New Jersey Gov. Chris Christie, a Republican and former U.S. attorney, has never been keen on his state's Compassionate Use of Medical Marijuana Act, which his predecessor, Jon Corzine, signed into law on the last day of his administration. But last week, Christie announced that New Jersey will proceed with plans to let six nonprofit organizations distribute marijuana to patients with "debilitating medical conditions" such as cancer, AIDS and multiple sclerosis, despite the risk of federal prosecution.
In Arizona, meanwhile, the Medical Marijuana Act approved by voters last November remains on hold thanks to Gov. Jan Brewer, who worries that it conflicts with the federal Controlled Substances Act. Brewer, a Republican who proudly advocates a "new federalism" that "protects the States and (their) citizens against an overreaching federal government," in this case seems happy to let the Obama administration override the will of Arizona's voters.

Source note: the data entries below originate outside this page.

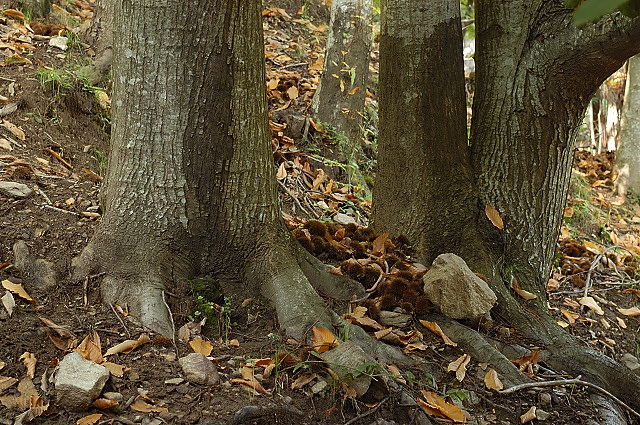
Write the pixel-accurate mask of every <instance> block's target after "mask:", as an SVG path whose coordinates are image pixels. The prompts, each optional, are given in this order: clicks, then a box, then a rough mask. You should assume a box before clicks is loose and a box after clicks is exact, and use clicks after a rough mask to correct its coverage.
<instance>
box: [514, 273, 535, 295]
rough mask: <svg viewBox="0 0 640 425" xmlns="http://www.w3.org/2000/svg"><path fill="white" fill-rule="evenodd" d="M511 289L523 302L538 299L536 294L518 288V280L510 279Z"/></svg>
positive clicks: (520, 288)
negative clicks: (514, 291) (533, 299)
mask: <svg viewBox="0 0 640 425" xmlns="http://www.w3.org/2000/svg"><path fill="white" fill-rule="evenodd" d="M511 289H513V290H514V291H515V292H516V294H518V295H520V296H521V297H522V298H524V299H525V300H533V299H536V298H538V296H537V295H536V294H532V293H531V292H529V291H525V290H524V289H522V288H521V287H520V283H519V282H518V279H516V278H515V277H514V278H513V279H511Z"/></svg>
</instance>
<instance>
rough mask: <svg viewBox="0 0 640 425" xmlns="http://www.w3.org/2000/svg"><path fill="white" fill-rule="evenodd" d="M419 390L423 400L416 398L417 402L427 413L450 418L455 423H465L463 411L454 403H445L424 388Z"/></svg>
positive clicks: (437, 416) (422, 408)
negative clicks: (417, 398)
mask: <svg viewBox="0 0 640 425" xmlns="http://www.w3.org/2000/svg"><path fill="white" fill-rule="evenodd" d="M420 392H421V393H422V396H423V397H424V400H422V399H420V398H418V399H417V402H418V404H419V405H420V407H422V409H423V410H424V411H425V412H427V413H428V414H430V415H432V416H436V417H439V418H447V419H451V420H452V421H454V422H455V423H462V424H466V423H467V419H466V418H465V416H464V412H463V411H462V409H460V408H459V407H458V406H456V405H455V404H451V403H447V402H446V401H444V399H442V398H441V397H440V396H439V395H438V394H436V393H434V392H431V391H426V390H422V391H420Z"/></svg>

Although President Obama has repeatedly said he opposes "using Justice Department resources to try to circumvent state laws on this issue," several U.S. attorneys warned last spring that compliance with state law offers no protection against federal prosecution for growing or distributing marijuana. That position was confirmed by a June 29 memo from Deputy Attorney General James Cole.

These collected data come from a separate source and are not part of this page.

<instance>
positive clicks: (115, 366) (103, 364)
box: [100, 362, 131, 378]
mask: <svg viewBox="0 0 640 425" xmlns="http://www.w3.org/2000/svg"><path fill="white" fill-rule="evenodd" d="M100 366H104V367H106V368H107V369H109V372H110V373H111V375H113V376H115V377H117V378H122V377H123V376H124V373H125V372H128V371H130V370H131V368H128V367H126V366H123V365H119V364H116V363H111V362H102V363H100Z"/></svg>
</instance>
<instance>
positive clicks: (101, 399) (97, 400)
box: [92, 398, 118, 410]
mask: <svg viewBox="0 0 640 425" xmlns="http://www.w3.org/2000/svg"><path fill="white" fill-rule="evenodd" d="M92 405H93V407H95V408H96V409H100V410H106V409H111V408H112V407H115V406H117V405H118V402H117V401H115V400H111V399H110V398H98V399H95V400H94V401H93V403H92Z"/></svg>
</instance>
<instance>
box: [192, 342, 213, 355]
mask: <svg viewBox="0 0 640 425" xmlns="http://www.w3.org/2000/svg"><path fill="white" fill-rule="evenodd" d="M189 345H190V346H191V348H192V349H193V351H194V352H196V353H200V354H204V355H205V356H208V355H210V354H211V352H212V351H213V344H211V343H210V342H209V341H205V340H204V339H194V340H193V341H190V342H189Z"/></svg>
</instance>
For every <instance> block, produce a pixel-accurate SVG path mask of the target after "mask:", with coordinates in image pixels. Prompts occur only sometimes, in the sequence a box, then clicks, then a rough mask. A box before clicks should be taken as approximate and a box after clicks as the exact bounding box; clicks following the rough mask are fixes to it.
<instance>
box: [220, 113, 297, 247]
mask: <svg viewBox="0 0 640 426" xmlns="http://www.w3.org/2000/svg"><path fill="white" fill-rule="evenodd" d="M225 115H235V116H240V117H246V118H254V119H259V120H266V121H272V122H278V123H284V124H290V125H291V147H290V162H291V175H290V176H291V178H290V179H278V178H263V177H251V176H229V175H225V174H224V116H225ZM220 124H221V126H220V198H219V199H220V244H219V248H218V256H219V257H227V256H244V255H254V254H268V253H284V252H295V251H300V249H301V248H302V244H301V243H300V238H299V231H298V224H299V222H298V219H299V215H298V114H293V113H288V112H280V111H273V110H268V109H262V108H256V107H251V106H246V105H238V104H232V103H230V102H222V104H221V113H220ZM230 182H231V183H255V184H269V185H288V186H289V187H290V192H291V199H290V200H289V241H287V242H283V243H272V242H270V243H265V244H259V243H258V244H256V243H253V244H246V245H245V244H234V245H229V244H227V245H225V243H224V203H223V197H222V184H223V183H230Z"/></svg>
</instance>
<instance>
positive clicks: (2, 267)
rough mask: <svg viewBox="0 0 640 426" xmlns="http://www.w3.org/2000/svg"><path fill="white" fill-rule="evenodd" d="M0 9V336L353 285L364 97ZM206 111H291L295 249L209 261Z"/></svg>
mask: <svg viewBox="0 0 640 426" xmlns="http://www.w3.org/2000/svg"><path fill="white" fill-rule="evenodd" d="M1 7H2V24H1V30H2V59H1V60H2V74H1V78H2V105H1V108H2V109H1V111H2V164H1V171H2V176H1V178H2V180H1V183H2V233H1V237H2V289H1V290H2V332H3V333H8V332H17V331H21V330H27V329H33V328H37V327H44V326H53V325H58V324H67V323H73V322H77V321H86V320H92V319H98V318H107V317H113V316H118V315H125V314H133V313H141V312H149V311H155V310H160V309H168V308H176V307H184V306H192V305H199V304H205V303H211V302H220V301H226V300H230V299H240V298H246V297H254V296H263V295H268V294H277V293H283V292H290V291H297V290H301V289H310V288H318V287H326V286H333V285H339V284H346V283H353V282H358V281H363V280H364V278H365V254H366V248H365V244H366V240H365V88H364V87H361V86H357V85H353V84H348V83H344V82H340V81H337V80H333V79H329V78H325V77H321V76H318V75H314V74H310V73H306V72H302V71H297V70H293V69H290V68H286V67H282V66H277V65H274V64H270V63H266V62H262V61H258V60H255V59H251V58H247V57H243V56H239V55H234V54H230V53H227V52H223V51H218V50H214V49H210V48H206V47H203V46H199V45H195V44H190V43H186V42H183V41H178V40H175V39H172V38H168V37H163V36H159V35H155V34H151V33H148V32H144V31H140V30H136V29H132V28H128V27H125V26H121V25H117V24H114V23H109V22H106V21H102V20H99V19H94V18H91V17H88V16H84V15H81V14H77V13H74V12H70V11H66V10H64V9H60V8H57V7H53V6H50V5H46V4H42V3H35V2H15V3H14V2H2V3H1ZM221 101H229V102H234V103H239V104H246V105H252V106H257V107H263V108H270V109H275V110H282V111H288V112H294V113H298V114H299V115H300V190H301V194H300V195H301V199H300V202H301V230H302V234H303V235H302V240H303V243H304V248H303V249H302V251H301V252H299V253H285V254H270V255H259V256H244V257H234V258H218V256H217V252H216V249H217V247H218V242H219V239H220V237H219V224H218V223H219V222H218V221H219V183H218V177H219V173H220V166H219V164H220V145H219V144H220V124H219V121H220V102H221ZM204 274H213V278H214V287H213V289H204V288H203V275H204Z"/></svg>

Citing this reversal, Brewer has asked a federal judge to decide whether the Arizona Medical Marijuana Act, which she opposed before the election, "complies with federal law" or is "pre-empted in whole or in part because of an irreconcilable conflict with federal law." Oddly, Brewer expresses no preference between those two diametrically opposed choices, which reinforces the impression that her suit is a veiled attempt to overturn Arizona's law without antagonizing its supporters.
Brewer claims to be concerned about the legal exposure of state employees who license and regulate dispensaries. But Dennis Burke, the U.S. attorney for Arizona, says he has "no intention of targeting or going after people who are implementing ... state law."
In any case, all state regulators would be doing is determining who qualifies for a medical exemption from state drug penalties. As the American Civil Liberties Union notes in a motion to dismiss Brewer's suit, performing that function does not conflict with the Controlled Substances Act or prevent the federal government from enforcing it.